6. Controllable Generation

Control histograms for length_metric — Control histograms for `length_metric`

For control we :

Select trajectory styles in $\mathcal{D}_e$ that satisfy a property $\Psi(\tau)$ with $\Psi(\tau)=\bigl(\text{length}(\tau)\!\in[70,80]\bigr)$.
Generate adequate trajectories by conditioning $\pi$ on the selected styles.

7. Robustness to Stochasticity

Evaluating ZBC and WZBC under stochastic dynamics.
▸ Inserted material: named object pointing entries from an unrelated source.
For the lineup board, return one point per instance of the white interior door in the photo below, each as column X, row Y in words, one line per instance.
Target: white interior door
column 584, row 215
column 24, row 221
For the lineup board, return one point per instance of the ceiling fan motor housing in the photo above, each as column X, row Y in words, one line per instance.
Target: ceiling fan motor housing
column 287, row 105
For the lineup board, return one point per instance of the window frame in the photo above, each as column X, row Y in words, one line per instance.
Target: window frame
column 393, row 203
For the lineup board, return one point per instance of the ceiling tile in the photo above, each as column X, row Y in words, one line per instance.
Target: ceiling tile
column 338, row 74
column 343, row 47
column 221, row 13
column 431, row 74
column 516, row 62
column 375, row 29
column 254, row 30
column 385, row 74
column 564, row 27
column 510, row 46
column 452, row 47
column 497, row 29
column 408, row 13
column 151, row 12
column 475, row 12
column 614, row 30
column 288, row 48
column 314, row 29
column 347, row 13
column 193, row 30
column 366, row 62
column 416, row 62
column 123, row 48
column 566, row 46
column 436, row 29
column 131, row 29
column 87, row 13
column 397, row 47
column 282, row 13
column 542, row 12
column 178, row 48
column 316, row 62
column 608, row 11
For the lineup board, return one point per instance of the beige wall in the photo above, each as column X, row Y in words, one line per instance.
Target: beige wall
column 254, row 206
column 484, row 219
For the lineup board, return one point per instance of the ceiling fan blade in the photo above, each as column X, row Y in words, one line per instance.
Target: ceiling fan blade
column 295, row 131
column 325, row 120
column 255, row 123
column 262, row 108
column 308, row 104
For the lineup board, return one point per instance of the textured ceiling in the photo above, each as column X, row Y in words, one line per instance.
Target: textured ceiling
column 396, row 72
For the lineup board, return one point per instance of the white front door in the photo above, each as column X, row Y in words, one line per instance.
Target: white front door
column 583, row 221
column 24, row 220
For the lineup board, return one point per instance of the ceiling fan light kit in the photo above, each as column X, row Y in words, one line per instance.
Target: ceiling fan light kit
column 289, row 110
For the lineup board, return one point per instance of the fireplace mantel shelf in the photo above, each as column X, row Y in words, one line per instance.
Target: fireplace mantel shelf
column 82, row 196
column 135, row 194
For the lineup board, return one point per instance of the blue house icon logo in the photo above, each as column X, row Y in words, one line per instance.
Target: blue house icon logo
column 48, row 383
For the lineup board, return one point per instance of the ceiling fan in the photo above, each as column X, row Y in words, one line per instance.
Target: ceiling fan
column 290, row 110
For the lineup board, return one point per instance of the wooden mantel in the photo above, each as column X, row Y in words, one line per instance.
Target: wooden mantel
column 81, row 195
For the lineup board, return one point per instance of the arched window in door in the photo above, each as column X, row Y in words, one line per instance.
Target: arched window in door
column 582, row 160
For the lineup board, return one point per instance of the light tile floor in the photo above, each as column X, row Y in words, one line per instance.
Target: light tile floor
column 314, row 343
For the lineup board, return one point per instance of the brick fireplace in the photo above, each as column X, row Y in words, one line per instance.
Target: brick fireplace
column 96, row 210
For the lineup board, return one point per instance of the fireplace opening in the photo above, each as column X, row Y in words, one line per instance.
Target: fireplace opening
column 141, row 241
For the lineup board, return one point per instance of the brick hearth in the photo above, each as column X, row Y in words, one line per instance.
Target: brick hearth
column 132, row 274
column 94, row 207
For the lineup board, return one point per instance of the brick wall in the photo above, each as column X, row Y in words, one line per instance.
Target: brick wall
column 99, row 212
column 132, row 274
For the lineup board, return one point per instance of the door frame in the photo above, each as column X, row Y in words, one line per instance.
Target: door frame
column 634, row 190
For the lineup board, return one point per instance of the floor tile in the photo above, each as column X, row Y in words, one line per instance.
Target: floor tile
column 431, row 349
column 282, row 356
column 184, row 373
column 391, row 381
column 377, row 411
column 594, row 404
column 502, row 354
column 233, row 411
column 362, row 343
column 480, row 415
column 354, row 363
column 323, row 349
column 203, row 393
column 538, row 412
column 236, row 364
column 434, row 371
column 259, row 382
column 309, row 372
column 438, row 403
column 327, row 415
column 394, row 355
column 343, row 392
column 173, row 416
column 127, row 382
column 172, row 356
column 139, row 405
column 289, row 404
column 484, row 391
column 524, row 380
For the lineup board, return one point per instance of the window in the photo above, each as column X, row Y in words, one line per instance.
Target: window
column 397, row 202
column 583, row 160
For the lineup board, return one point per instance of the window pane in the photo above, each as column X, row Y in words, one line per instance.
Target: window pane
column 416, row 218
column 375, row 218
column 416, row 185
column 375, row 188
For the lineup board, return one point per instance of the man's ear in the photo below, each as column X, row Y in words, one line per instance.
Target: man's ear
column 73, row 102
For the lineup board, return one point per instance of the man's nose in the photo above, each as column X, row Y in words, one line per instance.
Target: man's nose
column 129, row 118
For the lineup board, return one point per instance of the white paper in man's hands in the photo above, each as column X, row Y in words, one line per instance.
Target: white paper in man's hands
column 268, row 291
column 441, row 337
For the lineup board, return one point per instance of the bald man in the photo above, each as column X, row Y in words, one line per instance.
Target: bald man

WZBC generally surpasses ZBC in both L₁-distance and success rate as uncertainty increases.

Configuration	L1 Distance		Success Rate
Configuration	ZBC	WZBC	ZBC	WZBC
medium_maze-only-forward (determinist)	0.256 ± 0.023	0.248 ± 0.047	1.0 ± 0.0	0.99 ± 0.0
medium_maze-only-forward (pseudo-r-init)	1.152 ± 0.094	0.828 ± 0.349	0.448 ± 0.031	0.684 ± 0.152
medium_maze-only-forward (r-init)	1.556 ± 0.079	1.552 ± 0.037	0.858 ± 0.046	0.978 ± 0.019
medium_maze-only-forward (noise-transi)	0.729 ± 0.134	0.744 ± 0.029	0.632 ± 0.066	0.744 ± 0.038

8. Conclusion

ZBC learns a style‑conditioned policy enabling trajectory diversity capture and controllable generation in a fully unsupervised offline setting. WZBC bridges BC and ZBC by mixing styles to enhance robustness.

Limits: Using simple Euclidean distance is not scalable to all observation modalities; performance can degrade in highly complex environments.

Future work: Incorporating IRL techniques for richer observation spaces and leveraging RL signals to improve task performance.